When interviewed on Israel National News TV last year and asked whether it was time for Israel to abandon the pursuit of a two-state solution, Mr Arad said: “We want to relieve ourselves of the burden of the Palestinian populations – not territories. It is territory we want to preserve but populations we want to rid ourselves of.”

Meanwhile, the likely member of Mr Netanyahu’s soon to be formed cabinet who has gained widest international attention is the ultra-nationalist, Avigdor Lieberman, who is expected to become Israel’s new foreign minister.

“On Sunday, Lieberman’s Yisrael Beiteinu party became the prime minister-designate’s first official coalition partner,” JTA reported.

“The agreement gives Lieberman’s hawkish, mainly Russian-immigrant party no less than five ministries – foreign affairs, internal security, infrastructure, tourism and immigrant absorption – as well as Lieberman-approved candidates for justice minister, deputy foreign minister and chair of the Knesset Law, Constitution and Justice Committee.

“Some analysts already are calling the emerging government the ‘Biberman administration’ – a combination of Netanyahu’s nickname, Bibi, and Lieberman…

“Lieberman also calls for strengthening executive power in Israel through government reform. He advocates a system that in an emergency allows the president to override Knesset legislation. Some critics see the idea as the thin end of a wedge that could lead to dictatorship in Israel.”

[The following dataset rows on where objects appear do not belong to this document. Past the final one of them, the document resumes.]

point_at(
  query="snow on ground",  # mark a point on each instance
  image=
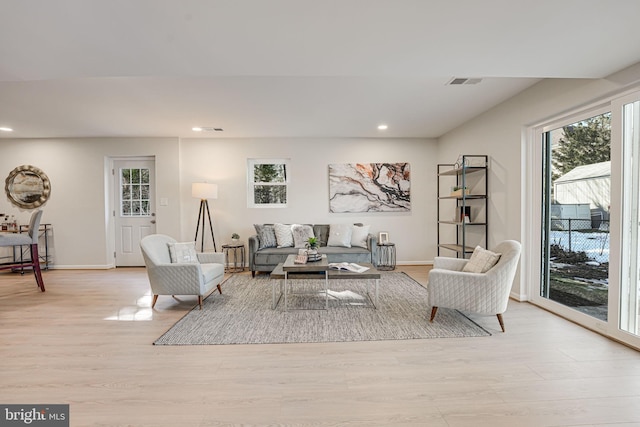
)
(595, 245)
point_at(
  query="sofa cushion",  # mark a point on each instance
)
(359, 235)
(321, 231)
(481, 261)
(266, 236)
(340, 235)
(284, 235)
(301, 234)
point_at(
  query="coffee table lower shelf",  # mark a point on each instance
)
(280, 277)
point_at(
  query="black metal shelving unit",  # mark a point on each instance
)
(470, 172)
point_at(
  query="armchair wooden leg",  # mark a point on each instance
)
(501, 321)
(433, 313)
(35, 260)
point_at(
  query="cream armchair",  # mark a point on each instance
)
(483, 293)
(171, 278)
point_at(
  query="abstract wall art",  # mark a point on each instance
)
(369, 187)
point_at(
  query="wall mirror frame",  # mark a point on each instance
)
(27, 187)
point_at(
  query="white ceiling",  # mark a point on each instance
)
(291, 68)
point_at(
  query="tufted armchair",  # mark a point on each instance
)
(172, 278)
(483, 293)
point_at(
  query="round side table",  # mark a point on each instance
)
(234, 251)
(386, 256)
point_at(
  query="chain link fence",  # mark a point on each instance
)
(582, 235)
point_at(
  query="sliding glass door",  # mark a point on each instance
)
(585, 241)
(576, 214)
(630, 282)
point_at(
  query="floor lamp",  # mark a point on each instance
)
(204, 191)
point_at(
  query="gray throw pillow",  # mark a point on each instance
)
(301, 234)
(266, 236)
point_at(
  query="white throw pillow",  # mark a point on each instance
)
(301, 234)
(481, 261)
(284, 235)
(340, 235)
(183, 253)
(359, 235)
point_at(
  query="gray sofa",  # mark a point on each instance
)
(266, 259)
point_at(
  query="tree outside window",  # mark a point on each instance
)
(268, 181)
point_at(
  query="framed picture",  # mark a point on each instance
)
(27, 187)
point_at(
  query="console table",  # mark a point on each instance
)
(43, 232)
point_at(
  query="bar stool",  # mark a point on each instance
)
(30, 239)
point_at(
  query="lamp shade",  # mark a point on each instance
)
(204, 190)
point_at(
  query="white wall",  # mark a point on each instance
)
(224, 161)
(502, 134)
(77, 208)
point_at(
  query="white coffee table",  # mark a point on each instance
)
(318, 270)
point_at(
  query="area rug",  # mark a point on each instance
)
(243, 314)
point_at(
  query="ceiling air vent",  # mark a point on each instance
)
(456, 81)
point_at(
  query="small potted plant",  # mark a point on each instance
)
(457, 190)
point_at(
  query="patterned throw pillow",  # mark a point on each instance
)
(340, 235)
(359, 235)
(284, 235)
(481, 261)
(301, 234)
(266, 236)
(183, 253)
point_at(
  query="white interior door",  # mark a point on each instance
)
(134, 204)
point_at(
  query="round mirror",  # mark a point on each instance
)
(27, 187)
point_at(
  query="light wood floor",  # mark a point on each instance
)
(87, 341)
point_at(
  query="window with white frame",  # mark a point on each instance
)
(267, 183)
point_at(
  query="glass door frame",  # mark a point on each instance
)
(532, 198)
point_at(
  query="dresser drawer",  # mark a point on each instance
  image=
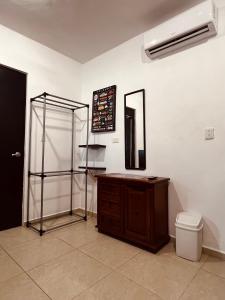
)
(110, 208)
(109, 192)
(109, 224)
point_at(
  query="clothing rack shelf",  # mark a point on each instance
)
(59, 102)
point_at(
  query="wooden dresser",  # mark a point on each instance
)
(134, 209)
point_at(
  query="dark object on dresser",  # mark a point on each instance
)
(134, 209)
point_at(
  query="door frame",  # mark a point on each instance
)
(26, 122)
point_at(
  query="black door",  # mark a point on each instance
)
(130, 138)
(12, 129)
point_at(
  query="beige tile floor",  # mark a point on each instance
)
(78, 263)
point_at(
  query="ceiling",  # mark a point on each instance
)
(84, 29)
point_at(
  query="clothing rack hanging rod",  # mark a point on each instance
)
(55, 105)
(59, 102)
(73, 101)
(37, 96)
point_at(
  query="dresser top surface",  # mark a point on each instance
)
(121, 176)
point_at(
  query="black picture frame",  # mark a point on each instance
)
(104, 110)
(142, 153)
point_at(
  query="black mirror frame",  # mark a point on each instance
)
(144, 131)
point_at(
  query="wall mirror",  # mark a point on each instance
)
(135, 152)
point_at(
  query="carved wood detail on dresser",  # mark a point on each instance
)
(134, 209)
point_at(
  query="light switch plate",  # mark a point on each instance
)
(209, 133)
(115, 140)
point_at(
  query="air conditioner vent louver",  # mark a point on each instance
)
(182, 40)
(187, 29)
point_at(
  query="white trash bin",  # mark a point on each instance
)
(189, 235)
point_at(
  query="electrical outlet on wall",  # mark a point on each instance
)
(209, 133)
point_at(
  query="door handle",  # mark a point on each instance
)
(17, 154)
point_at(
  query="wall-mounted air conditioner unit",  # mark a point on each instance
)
(187, 29)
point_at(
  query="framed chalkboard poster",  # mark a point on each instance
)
(104, 110)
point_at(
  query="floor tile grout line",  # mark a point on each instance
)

The Los Angeles Times noted: “Lieberman’s ascent to Israel’s top diplomatic post could complicate its ties with other countries. He is viewed by many abroad as a xenophobe, having risen to prominence by advocating loyalty oaths for Israel’s Arab citizens and a redrawing of borders to exclude some Arab communities from the country.

“Although neither proposal is likely to be implemented, Lieberman’s appointment would solidify Israel’s shift to the right and away from commitment to achieving a peace accord that would give the Palestinians an independent state.

“Javier Solana, the European Union’s foreign policy chief, signaled his concern Monday.

” ‘We will be ready to do business as usual, normally, with a government in Israel that is prepared to continue talking and working for a two-state solution,’ he told reporters in Brussels. ‘If that is not the case, the situation would be different.’

“Riad Malki, foreign minister of the West Bank-based Palestinian Authority, called the emerging Israeli government ‘anti-peace.’ Ahmed Tibi, an Israeli Arab member of parliament, called for an international boycott of Lieberman. ‘No minister should meet him,’ he said, ‘especially no Arab minister.’ ”

The Financial Times said: “If Mr Lieberman is confirmed as foreign minister it would represent Arabs’ worst fears about the direction they perceive Israel to be taking: Mr Lieberman is regarded in the Arab world as racist towards Arabs and someone who has no intention of making peace with the Palestinians.

“Arab leaders, due to meet at an Arab League summit at the end of this month, had already been warning that while an Arab peace initiative, sponsored by Saudi Arabia, was still on the table it would not remain there forever. The initiative offers Israel normal relations with Arab states if it returns all lands occupied during the 1967 war.

“Mr Lieberman’s appointment would cause particular problems for Egypt and Jordan, the two Middle East states that have formal relations with Israel. Egypt, which came under severe pressure during the Gaza onslaught because of its ties to the Jewish state, has played a vital role mediating between Israel and Palestinian factions. But Cairo is likely to be loath to have to deal with Mr Lieberman as foreign minister.”